Review: The National's Boxer

The National's Boxer

The latest album by The National has me imagining a “Do Not Enter” sign painted by Monet — mysterious and beautiful, but also a warning to be heeded. The songs are uniformly quiet and thoughtful, but a steady driving pulse (courtesy of drummer Bryan Devendorf) never lets the energy die completely. The lyrical themes, couched in lead singer Matt Berninger’s poetic style, remind me of the Teacher in Ecclesiastes. He’s tried it all — love, money, parties, friends — and ultimately it is all meaningless. It’s a harsh lesson, but a sweet coating of lush music helps it go down easier.

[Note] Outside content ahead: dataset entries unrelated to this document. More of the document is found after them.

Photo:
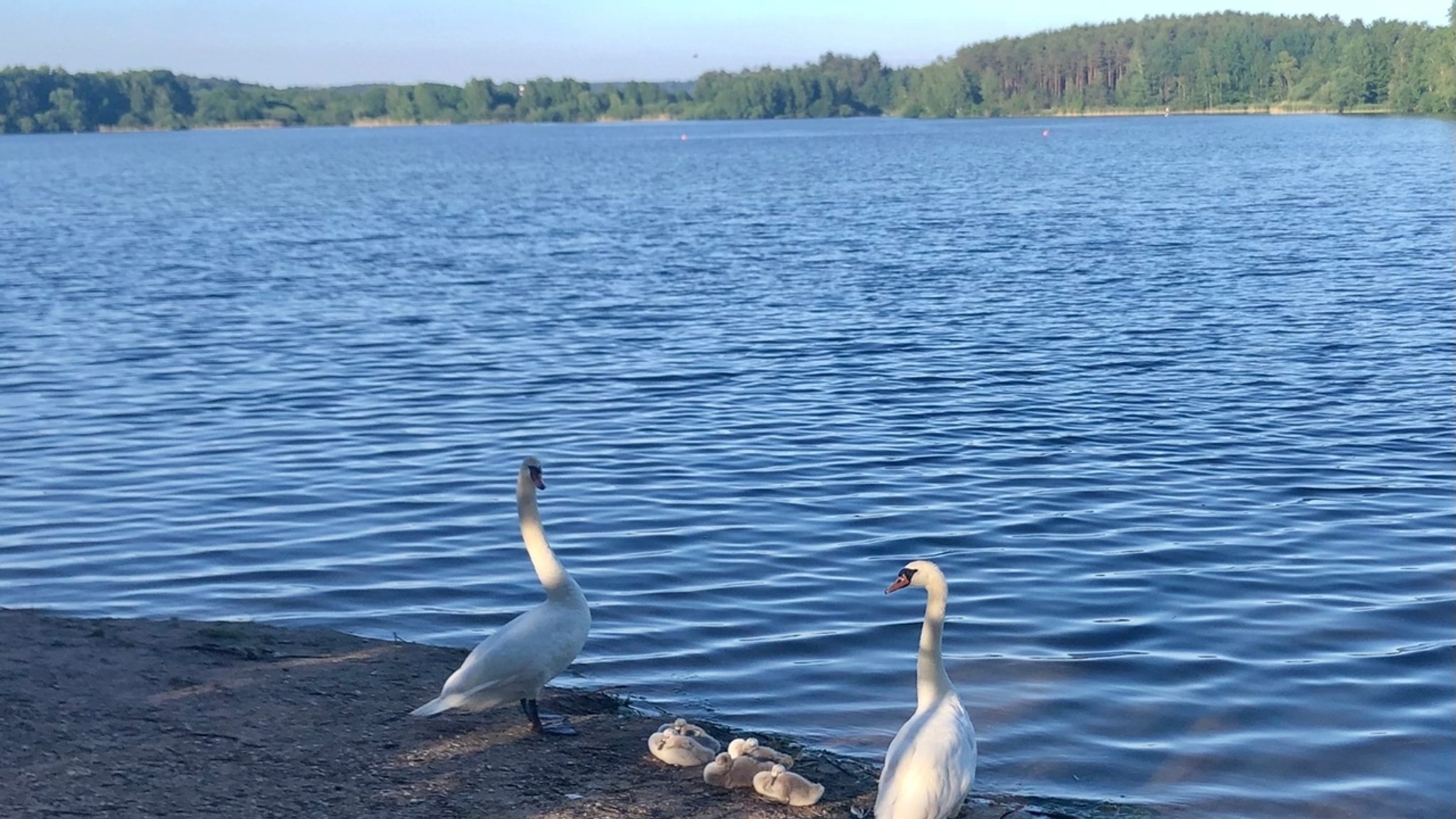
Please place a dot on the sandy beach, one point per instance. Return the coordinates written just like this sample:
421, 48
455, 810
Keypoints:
137, 717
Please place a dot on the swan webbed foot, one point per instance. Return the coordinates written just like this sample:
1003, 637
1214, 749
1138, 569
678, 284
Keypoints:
557, 724
557, 729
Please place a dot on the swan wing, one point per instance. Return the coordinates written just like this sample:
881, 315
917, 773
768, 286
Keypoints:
520, 658
929, 767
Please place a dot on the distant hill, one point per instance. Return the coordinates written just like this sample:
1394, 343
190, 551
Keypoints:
1225, 62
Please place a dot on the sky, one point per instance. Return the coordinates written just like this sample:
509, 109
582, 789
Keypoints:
287, 43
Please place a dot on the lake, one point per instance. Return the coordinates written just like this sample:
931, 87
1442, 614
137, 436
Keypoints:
1169, 400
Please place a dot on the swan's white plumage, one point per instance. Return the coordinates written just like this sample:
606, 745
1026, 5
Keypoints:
931, 764
528, 652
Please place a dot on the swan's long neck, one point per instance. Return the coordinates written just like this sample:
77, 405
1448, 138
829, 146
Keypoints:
548, 569
929, 669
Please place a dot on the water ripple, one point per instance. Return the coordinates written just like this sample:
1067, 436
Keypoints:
1169, 400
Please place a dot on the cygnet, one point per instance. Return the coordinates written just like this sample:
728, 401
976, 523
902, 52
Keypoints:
678, 749
764, 752
689, 729
779, 784
727, 771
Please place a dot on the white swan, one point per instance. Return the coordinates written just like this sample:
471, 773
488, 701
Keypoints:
779, 784
931, 764
526, 653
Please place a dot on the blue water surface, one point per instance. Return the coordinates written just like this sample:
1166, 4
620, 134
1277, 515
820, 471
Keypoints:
1169, 400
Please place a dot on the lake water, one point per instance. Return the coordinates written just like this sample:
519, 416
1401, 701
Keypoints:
1169, 400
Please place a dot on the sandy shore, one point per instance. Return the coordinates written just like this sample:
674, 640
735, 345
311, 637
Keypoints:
136, 717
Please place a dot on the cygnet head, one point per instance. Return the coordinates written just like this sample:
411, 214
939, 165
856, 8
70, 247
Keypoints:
916, 573
532, 471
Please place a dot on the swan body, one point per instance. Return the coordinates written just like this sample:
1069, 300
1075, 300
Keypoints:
779, 784
689, 729
678, 749
530, 651
931, 764
729, 771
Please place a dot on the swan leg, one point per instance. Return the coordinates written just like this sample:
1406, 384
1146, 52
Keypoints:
557, 724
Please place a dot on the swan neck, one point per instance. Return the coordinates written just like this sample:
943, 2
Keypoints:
548, 569
931, 680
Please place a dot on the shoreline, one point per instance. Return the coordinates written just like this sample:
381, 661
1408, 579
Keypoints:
658, 119
140, 717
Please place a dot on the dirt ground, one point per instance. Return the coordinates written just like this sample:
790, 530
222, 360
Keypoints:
132, 717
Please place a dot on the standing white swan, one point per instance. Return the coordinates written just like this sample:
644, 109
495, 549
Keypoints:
526, 653
931, 764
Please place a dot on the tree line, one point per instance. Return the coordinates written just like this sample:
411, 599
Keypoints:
1167, 63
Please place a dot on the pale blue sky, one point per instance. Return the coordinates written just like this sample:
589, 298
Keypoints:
348, 41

I’m not sure I’ve ever heard a rock album that kept the tone so consistently soft for all 12 tracks. Not once in Boxer‘s 43 minutes do they cut loose from the somnolent mood, sticking to a tightly crafted sound based on interwoven piano, guitar and drums. Brothers Bryce and Aaron Dessner, along with Scott Devendorf (brother of the drummer), produce a delicate curtain of music, in front of which hang Bryan Devendorf’s insistent drumming and Berninger’s haunting baritone.The result is that the album feels amazingly cohesive, almost like one long subtly changing song.

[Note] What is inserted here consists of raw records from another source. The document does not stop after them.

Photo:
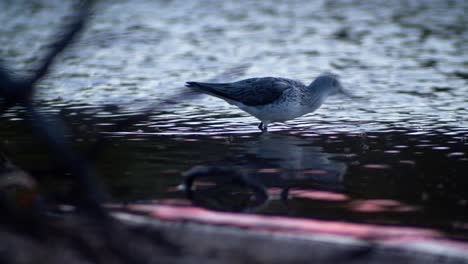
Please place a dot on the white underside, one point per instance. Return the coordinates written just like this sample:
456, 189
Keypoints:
278, 112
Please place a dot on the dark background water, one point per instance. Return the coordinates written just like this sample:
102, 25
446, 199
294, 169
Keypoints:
398, 156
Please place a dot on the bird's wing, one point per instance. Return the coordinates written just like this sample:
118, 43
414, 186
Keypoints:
255, 91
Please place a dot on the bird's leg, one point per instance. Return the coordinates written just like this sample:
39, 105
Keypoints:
263, 127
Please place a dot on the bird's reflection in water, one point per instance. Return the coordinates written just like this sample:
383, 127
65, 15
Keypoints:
263, 169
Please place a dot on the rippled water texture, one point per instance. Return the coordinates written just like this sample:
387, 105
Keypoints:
396, 156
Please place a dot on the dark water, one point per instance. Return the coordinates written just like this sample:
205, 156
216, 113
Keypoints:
399, 156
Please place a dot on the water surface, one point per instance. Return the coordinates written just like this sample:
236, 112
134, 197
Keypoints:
399, 156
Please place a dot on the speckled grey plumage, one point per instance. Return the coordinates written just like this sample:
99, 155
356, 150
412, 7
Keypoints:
272, 99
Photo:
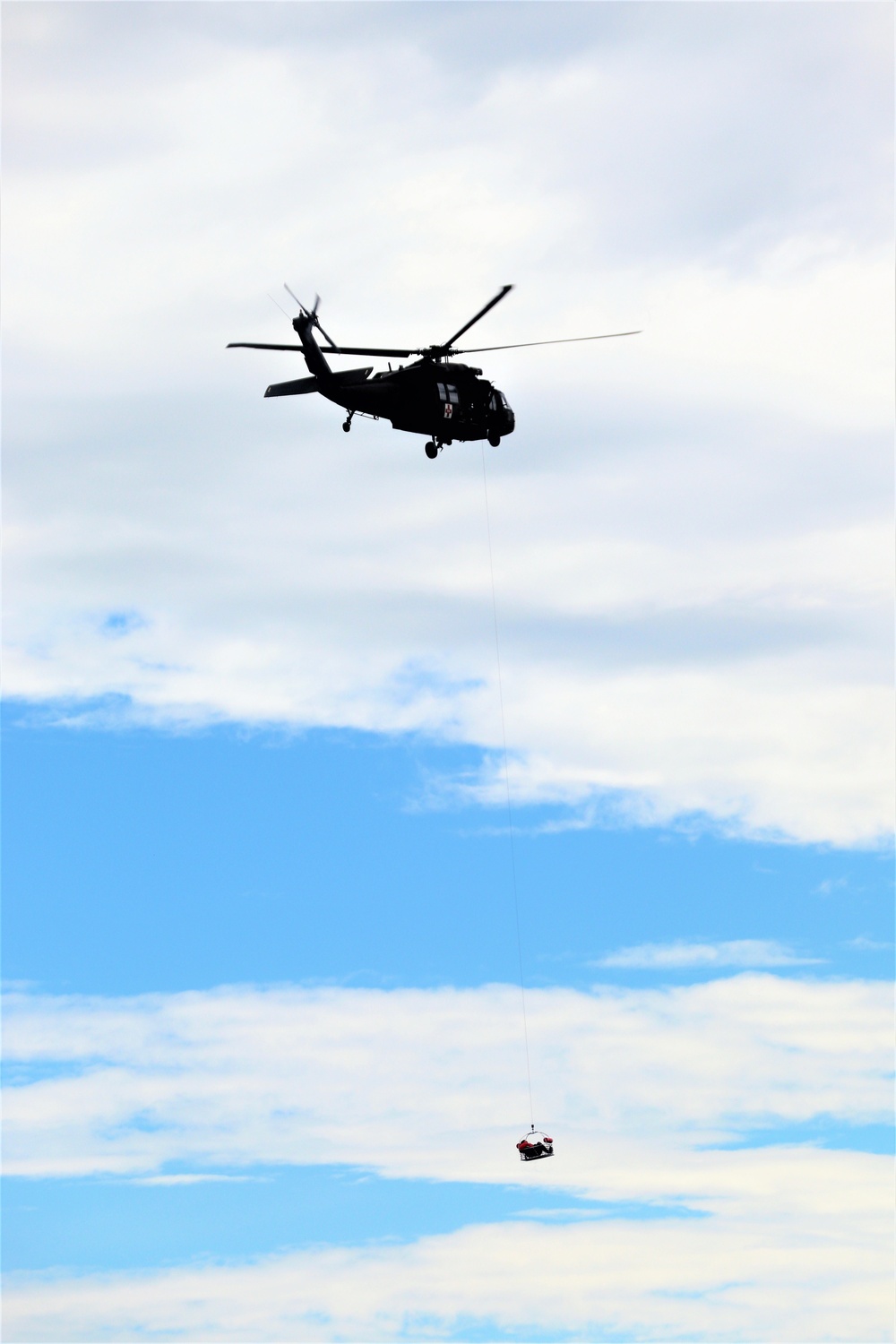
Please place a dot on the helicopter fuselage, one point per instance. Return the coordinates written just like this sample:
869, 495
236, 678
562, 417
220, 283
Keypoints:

The lyrics, too, revolve and repeat around consistent themes: loss, growing up, getting older, working. One line from “Mistaken For Strangers” sums up a lot of the album: “another uninnocent, elegant fall into the unmagnificent lives of adults.” Berninger bemoans the loss of youthful energy in lines like: “We miss being ruffians, going wild and bright/in the corners of front yards/getting in and out of cars/we miss being deviants” (“Guest Room”). In its place is a bland adulthood full of loneliness (“Falling out of touch with all my/friends are somewhere getting wasted” from “Green Gloves”) and empty pursuits (“Make up something to believe in your heart of hearts/so you have something to wear on your sleeve of sleeves” from “Fake Empire”). For Berninger, it would seem, adulthood is just youth with the color drained out — you have the same problems, but none of the exuberance and fun that used to make them bearable.

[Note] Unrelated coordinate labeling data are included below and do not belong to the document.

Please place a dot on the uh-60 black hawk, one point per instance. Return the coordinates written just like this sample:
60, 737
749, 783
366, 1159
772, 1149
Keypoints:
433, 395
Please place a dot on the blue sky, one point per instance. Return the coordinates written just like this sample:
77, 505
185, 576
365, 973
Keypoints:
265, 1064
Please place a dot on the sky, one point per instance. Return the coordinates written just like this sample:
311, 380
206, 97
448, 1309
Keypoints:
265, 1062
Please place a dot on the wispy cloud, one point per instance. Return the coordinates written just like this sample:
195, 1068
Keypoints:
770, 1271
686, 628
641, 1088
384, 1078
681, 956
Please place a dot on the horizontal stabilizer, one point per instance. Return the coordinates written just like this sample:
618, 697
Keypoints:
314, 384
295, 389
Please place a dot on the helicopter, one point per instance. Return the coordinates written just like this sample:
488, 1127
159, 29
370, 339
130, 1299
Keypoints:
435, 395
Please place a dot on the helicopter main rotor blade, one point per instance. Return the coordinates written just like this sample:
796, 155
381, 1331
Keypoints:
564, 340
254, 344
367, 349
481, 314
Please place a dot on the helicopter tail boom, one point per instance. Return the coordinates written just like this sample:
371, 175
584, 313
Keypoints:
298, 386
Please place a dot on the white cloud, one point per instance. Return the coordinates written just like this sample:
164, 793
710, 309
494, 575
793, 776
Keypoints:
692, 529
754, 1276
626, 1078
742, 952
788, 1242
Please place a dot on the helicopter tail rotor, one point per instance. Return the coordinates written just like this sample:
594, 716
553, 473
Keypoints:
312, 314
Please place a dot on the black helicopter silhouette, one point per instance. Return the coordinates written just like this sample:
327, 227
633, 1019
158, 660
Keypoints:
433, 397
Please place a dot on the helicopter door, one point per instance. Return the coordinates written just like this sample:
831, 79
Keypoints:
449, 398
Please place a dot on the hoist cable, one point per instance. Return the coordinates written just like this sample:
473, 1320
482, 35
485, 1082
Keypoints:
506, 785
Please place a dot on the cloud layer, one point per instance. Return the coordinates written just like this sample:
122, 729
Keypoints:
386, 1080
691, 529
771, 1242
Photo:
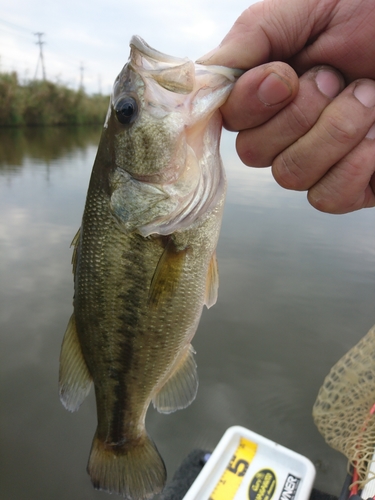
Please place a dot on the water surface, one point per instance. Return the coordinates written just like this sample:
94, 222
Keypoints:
297, 290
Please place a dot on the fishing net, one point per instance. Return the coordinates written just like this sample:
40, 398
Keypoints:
345, 407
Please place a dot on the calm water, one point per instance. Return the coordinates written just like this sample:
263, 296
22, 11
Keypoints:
297, 291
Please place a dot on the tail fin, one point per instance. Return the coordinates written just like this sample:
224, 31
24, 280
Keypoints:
134, 470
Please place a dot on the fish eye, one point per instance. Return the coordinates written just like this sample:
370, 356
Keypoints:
126, 110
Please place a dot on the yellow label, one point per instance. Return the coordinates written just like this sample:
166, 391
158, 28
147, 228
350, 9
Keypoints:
233, 475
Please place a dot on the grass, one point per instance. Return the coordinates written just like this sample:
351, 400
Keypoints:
46, 103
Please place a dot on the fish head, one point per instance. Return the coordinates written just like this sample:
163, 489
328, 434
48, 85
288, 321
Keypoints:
163, 122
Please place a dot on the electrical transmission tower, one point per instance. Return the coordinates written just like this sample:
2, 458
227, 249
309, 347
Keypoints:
81, 70
40, 58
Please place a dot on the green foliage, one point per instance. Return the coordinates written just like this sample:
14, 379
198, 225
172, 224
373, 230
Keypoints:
47, 103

So, beyond the simple audio pleasure of listening to this album, why would anyone be interested in such a downer? Well, going back to Ecclesiastes, I would say that understanding the negative image can give us a fuller and more nuanced understanding of the positive. The point of Ecclesiastes is not to convince us that life is terrible; it is to convince us that life would be terrible without God. Now I’m not claiming that the National has that same object in mind — just that it’s a way to listen to what they are saying. When Berninger sings “I made a mistake in my life today /everything I love gets lost in drawers / I want to start over, I want to be winning / way out of sync from the beginning”, he is putting into song what too many people feel without the assurance of grace and meaning that come from faith in Christ.

I could understand people steering clear of Boxer based on its depressing lyrics (and a few instances of strong language), but for myself, I love it. Maybe it’s because I am an unashamed Ecclesiastes fan, but for me, examining and understanding the bad side of things is an integral part of my faith. And I’ve never heard it done more beautifully than on Boxer.